Professor Cyril Labbe proved that the IEEE Explore Data Base is full of Junk, Fake, Bogus Papers.

Professor Cyril Labbe proved that the IEEE Explore Data Base is full of Junk, Fake, Bogus Papers.
Google: Professor Cyril Labbe Fake IEEE

Colleagues!  Google: Fake IEEE   ,   Fake ASME,   Fake SIAM,     Fake Springer,    Fake Hindawi,     Fake WASET,     Fake AIP,    Fake IASTED,     Fake IARIA,   ...


Victims of Fake Conferences


  1. Indratno PardiansyachTue Mar 31, 11:14:00 am GMT-7

    Dear all,

    I just found out information about conference run by WASET
    organization is either fake or illegal. Last time, when I was googling
    for a conference of image processing, I found out six names of ICIP in
    2015, one is the reputable conducted by IEEE and the rest five are
    conducted by WASET.

    The original : http://www.icip2015.org/
    WASET conference : https://www.waset.org/conference/2015/01/zurich/ICIP

    Based on this ambigous, I checked on Google and found out that many
    people have been 'fooled' by this organization. This organization used
    illegally the name from such reputable conferences, not only for ICIP
    but many reputable conference names on their list.

    Here some stories from people who have experiences dealing with this


    So, for those who find out the conference run by this organization,
    please check the originality and warn not to sent your papers to the
    conference. Hope this information is useful for all of us.

    Thank you,

  2. In 2005, a group of MIT graduate students decided to goof off in a very MIT graduate student way: They created a program called SCIgen that randomly generated fake scientific papers. Thanks to SCIgen, for the last several years, computer-written gobbledygook has been routinely published in scientific journals and conference proceedings.

    According to Nature News, Cyril Labbé, a French computer scientist, recently informed Springer and the IEEE, two major scientific publishers, that between them, they had published more than 120 algorithmically-generated articles. In 2012, Labbé had told the IEEE of another batch of 85 fake articles. He's been playing with SCIgen for a few years—in 2010 a fake researcher he created, Ike Antkare, briefly became the 21st most highly cited scientist in Google Scholar's database.

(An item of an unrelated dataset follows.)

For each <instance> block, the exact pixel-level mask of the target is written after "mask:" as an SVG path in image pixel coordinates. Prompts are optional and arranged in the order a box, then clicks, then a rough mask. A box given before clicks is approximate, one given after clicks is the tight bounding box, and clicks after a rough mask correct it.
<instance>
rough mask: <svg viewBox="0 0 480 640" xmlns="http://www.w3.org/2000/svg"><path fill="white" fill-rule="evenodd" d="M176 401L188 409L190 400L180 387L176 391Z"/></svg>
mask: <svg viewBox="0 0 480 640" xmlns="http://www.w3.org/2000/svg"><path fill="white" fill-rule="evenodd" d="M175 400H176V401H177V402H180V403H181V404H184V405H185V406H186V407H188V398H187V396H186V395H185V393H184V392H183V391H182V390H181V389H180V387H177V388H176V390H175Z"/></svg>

    On the one hand, it's impressive that computer programs are now good enough to create passable gibberish. (You can entertain yourself by trying to distinguish real science from nonsense on quiz sites like this one.) But the wide acceptance of these papers by respected journals is symptomatic of a deeper dysfunction in scientific publishing, in which quantitative measures of citation have acquired an importance that is distorting the practice of science.